John Lewis Group warns of lower profits for 2015 due to higher pension costs
The John Lewis Partnership has warned of lower profits this year on the back of pension charges and low price inflation.
The figures
John Lewis reported a 1.9 per cent increase in revenue to £4.5bn for the first half of the year ending 1 August against the same period last year.
Like-for-like sales were down 1.3 per cent in the first half of 2015 at Waitrose, but up three per cent at John Lewis.
Profit before tax and exceptional items fell by 26 per cent year-on-year to £96.7m.
Why it's interesting
John Lewis is widely seen as one of the UK's bellwether retailers. If JLP is struggling, there are sure to be plenty of other shops out there finding it hard too.
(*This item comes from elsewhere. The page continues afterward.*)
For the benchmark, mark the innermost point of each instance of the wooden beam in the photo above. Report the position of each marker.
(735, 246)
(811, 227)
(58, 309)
Read more: John Lewis is named the retailer with the strongest reputation
Still, the company expects to reduce new debt through “tight cash management”.
What John Lewis said
Sir Charlie Mayfield, chairman of John Lewis Partnership, said:
This has been a solid first half for the group in a difficult market. Both Waitrose and John Lewis are growing sales and increasing market share. Profit before tax and exceptionals was down by £33.9m to £96.7m, predominantly driven by higher pension charges arising from volatility in the market driven assumptions and last year's property profits.
Excluding these, at a trading level our profits were broadly level with last year, despite the turmoil in the grocery market. That reflects tight management of costs and the steps we have taken to strengthen the appeal of our trading brands, where we have seen an encouraging increase in the number of customers shopping with us.
In short
While the headline might look concerning, the drop in profits is not a sign that John Lewis is struggling with trading – in fact, as both Waitrose and the department store are growing market share, the retailer remains in rude health.